Each part should have at least three functions: When parts are called, they are first fed the inputs and variables are set within the "def __init__():" function. These are the variables that are available to the class as it runs its code. Next, the "def run:" function is run. This run function should hold everything that you want the part to do. It may call other functions within the class, but when it returns its outputs (or return None if it has no outputs), the part will be finished and the Vehicle will move to the next part. Lastly, "def shutdown():" will be called when the user hits Ctl+C to stop the code. This is a good place to shut down motors/deactivate the camera so that the car does not keep running after the code has stopped.
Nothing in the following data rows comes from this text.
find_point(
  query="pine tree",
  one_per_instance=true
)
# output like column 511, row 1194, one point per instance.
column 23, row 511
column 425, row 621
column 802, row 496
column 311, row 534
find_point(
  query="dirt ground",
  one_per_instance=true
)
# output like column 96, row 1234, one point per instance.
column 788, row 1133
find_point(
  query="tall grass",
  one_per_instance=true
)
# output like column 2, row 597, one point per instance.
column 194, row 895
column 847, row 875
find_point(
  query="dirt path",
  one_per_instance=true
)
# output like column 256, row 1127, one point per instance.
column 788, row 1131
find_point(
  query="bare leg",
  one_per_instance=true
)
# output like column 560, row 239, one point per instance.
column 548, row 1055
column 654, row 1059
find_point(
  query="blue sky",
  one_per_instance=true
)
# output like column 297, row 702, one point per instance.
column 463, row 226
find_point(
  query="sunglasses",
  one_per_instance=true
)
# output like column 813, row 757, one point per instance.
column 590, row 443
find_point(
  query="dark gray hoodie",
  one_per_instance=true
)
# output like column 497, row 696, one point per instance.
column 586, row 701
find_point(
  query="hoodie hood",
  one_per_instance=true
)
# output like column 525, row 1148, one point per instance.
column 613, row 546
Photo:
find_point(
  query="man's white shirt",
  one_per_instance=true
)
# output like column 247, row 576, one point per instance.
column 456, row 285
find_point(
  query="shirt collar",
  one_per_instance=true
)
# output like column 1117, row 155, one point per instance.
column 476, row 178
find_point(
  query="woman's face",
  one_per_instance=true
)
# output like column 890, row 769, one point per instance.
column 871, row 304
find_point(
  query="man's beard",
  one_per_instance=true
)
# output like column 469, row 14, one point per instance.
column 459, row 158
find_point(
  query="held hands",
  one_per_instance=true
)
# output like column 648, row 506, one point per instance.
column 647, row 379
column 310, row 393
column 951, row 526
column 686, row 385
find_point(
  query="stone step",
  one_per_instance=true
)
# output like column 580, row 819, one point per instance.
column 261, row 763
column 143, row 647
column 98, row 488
While these three functions should be in each part, you may place other functions in the part, which can be called by "def run():" during its operation.
Team 1's Parts: 5 parts were used in FetchBall.py:
cam - takes and outputs an Image with the RPI Camera
filterImage - Takes the Image and applies image manipulations. Outputs x,y, and radius pixel information
Controller - Takes x,y, and radius. Calculates distance and bearing to the ball and outputs the PWM to send to the car. This part is also responsible for determining when to perform donuts, checking the PWM bounds, applying the PWM control loop, and determining if the ball has been found.
SteeringPWMSender, ThrottlePWMSender - Takes PWM values and sends them to the car. These parts use the pre-existing PCA9685 class that is already used in manage.py. This class can be found in donkeycar/donkeycar/parts/actuators.py. PCA9685 is a class that is setup to communication with our specific hardware. When setting up the PCA9685 instance, the class takes an input of the channel number (e.g Channel 1 or Channel 2), as determined by your electronic hookup to your motor controller. Setting up this instance provides a method to send PWM values to the car, but does not provide flexibility to do other things with this instance (unless the PCA9685 class is edited directly). As a result, another class called SteeringPWMSender/ThrottlePWMSender is made, which uses the PCA9685 instance as an input, but also contains other actions. This second class is what is added as a part to the Vehicle.
CvCam1.py: This program holds the CvCam and ImageConvandFilter class.
FetchFunctionsModularized.py: This program holds the Controller, SteeringPWMSender, ThrottlePWMSender classes.
cfg2.py: This is a configuration file that holds all the constants for the code. It use makes for cleaner code and easy adjustable values.
This project had some additional extensions to the initial donkeycar build in the form of an improved camera mount a capture arm.
One of the design improvements was in the camera mount. The original camera mount design allowed for some variation in the camera position if the vehicle experienced some sort of impact or had to experience some slight readjustment from natural screw loosening and movement. This readjustment resulted in variation of captured image which detracted from color calibration settings and distance presets. In order to alleviate this issue a new camera mount was created which allows for rigid attachment of the camera to several different view angles which allows for greater consistency and repeatability.